Cette donation, centrée sur l’esthétique des années 80, comporte également un volet de créations plus récentes : des œuvres multiples qui nous permettront de mieux les partager, de rapprocher l’art et la population, un art hors les murs, accessible au plus grand nombre. Cette dernière génération d’artistes représentés dans cette collection, travaillent à la désacralisation de leurs œuvres. Une démarche qui s’inscrit pleinement dans la politique culturelle de notre ville : l’accès à la culture pour tous, l’éducation, le vivre ensemble … 3 de ces œuvres sont exposées depuis plusieurs mois, dans cette salle du conseil municipal : l’œuvre de Geormillet :  « L’oiseau dans l’azur » ; celle d’Isidor Isou : « Commentaire sur Van Gogh »  et celle d’Aubanel : « Le Regard ».  Vous pouvez également découvrir une sculpture d’Ughetto. Fin 2015, une exposition mettra en valeur cette donation et permettra au public de prendre connaissance de l’ensemble de ces œuvres.

« Quelle merveille que de pouvoir donner ce qu’on n’a pas, miracle de nos mains vides. Un collectionneur doit prêter, léguer. On n’est pas propriétaire de la création. Une œuvre n’est pas du domaine de l’avoir.
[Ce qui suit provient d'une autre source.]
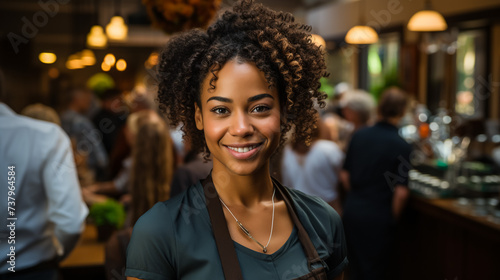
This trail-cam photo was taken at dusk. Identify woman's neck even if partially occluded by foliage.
[212,161,273,208]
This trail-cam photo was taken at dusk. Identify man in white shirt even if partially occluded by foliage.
[0,72,88,279]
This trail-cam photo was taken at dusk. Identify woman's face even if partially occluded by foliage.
[195,59,280,175]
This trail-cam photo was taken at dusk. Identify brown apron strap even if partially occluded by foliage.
[202,174,243,280]
[202,174,326,280]
[271,177,326,271]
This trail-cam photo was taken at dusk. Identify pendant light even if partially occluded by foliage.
[345,0,378,45]
[106,0,128,41]
[408,0,448,32]
[87,0,108,48]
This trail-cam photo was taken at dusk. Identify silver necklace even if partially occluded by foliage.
[219,188,276,253]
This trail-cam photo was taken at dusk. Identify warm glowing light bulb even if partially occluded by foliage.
[101,61,111,72]
[81,49,95,66]
[408,10,448,31]
[87,25,108,48]
[311,34,326,50]
[345,25,378,45]
[38,52,57,64]
[66,54,84,69]
[116,59,127,71]
[104,53,116,67]
[106,16,128,40]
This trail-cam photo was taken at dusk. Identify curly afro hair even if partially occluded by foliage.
[158,0,328,157]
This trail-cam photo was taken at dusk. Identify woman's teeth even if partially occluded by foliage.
[227,145,258,153]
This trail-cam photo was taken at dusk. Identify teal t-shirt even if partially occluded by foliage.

Elle est du domaine de l’être ».

Cette phrase reprise par Jean-Luc Godard dans le film « Nouvelle vague » et que vous affectionnez particulièrement, est à votre image. Vous portez en vous cette exigence viscérale de défendre une culture populaire, ni élitiste, ni formatée. Cette vision d’une culture qui ne s’achète pas, mais se partage, éveille la curiosité, interroge, interpelle, provoque, mais aussi et surtout rapproche. Les collectionneurs sont aussi des découvreurs de talents. Ils contribuent à faire connaître la diversité et la richesse de notre culture et mettent en lumière des courants peu ou pas représentés.

Au niveau national, la culture demeure le parent pauvre du gouvernement. Année après année, le budget national de la culture fond comme neige au soleil : moins 4,3 % en 2013, moins 2 % en 2014. Les conséquences pour le monde de la culture sont catastrophiques : abandon de nombreux projets, coups de rabot sur les subventions, austérité déclarée pour les DRAC et équipements culturels….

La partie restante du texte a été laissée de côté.